Davies has published several papers on this topic in a variety of peer-reviewed venues, all of which show the same lack of effect of state controls. The most recent was published by the Mackinac Center.
Many of the arguments against privatization aren’t about social harms—for which the evidence shows no link with government control—but increased “consumption” following privatization. Consumption could increase dramatically if every adult drinker had one more glass of wine each month, but this does not create a policy problem. And as long as “consumption” is measured in terms of sales, we expect to see an increase.
Privatization and State Store Employment
A study conducted by the PFM Group, commissioned by Gov. Corbett, concludes private stores will hire many current PLCB employees. The report does not estimate a net gain or loss in liquor store jobs, or estimate how many of the current PLCB employees will transition to the private sector.
The report does suggest that the number of jobs per store at certain types of licensees will be small—but 2 to 3 jobs per licensee would replace the entire workforce in the state store system, which includes about 3,700 liquor store employees.

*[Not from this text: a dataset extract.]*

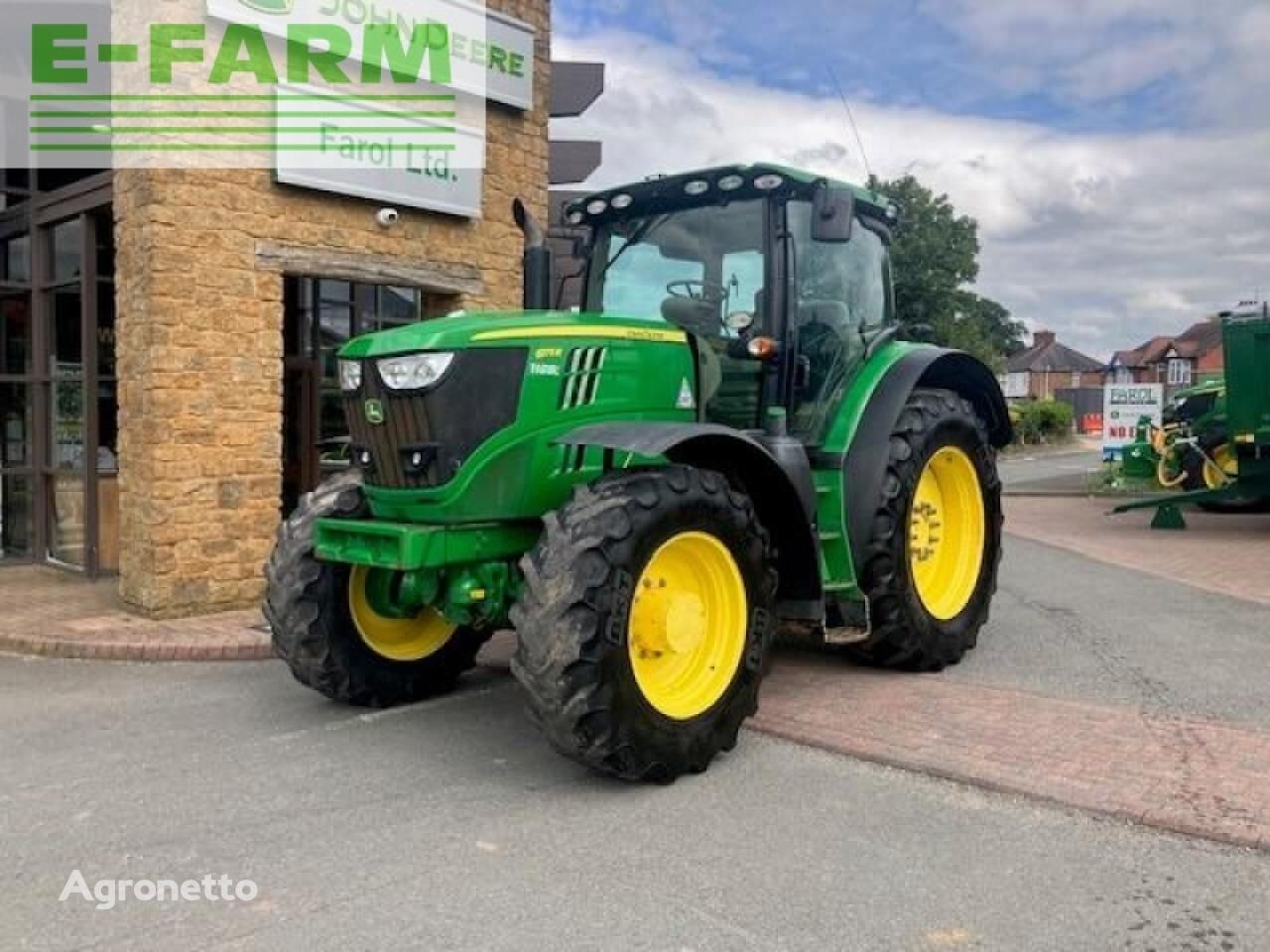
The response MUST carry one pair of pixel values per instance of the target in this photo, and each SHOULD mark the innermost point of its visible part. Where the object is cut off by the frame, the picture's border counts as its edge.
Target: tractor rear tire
(597, 576)
(938, 428)
(308, 608)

For instance, if the state allowed 1,500 licenses, each retailer would only need to add three new employees to create 4,500 jobs. If the state allowed 3,000 licenses and each retailer again hired only three employees to handle liquor sales, it would create 9,000 jobs.
The number of jobs created will be determined by the number of licenses permitted. Increasing the number of retail stores also means more revenue, recapturing the hundreds of millions of dollars the state loses each year to border bleed. The PFM study found that privatization would bring back $100 million in increased sales by reducing border bleed. More private licenses means more jobs for Pennsylvanians.

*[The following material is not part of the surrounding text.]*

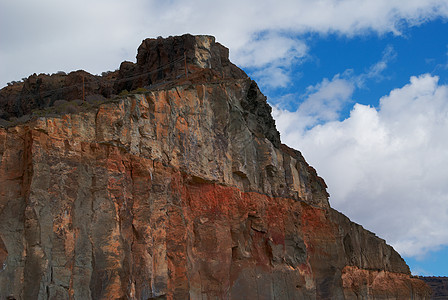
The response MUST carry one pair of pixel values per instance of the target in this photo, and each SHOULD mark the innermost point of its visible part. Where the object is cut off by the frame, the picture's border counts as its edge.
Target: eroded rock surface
(183, 192)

It is a myth that the government-run system is a cash cow for the state. In fact, it’s losing money. The newest financial data from the PLCB shows that the agency ended the 2010-11 fiscal year with negative $31.2 million in net assets.
The PLCB’s laundry list of waste includes millions spent on marketing and advertising, an inventory system that failed to function properly and cost millions more than expected, a since-scrapped wine kiosk program that the PLCB’s own advisors recommended against, and a “wine shrine” where PLCB executives get to sample wine and decide what brands Pennsylvania will and will not be able to buy in the state.
And let’s not forgot that the PLCB produces nothing. Every dollar it collects is a dollar taken from taxpayers and consumers using the government-run monopoly stores.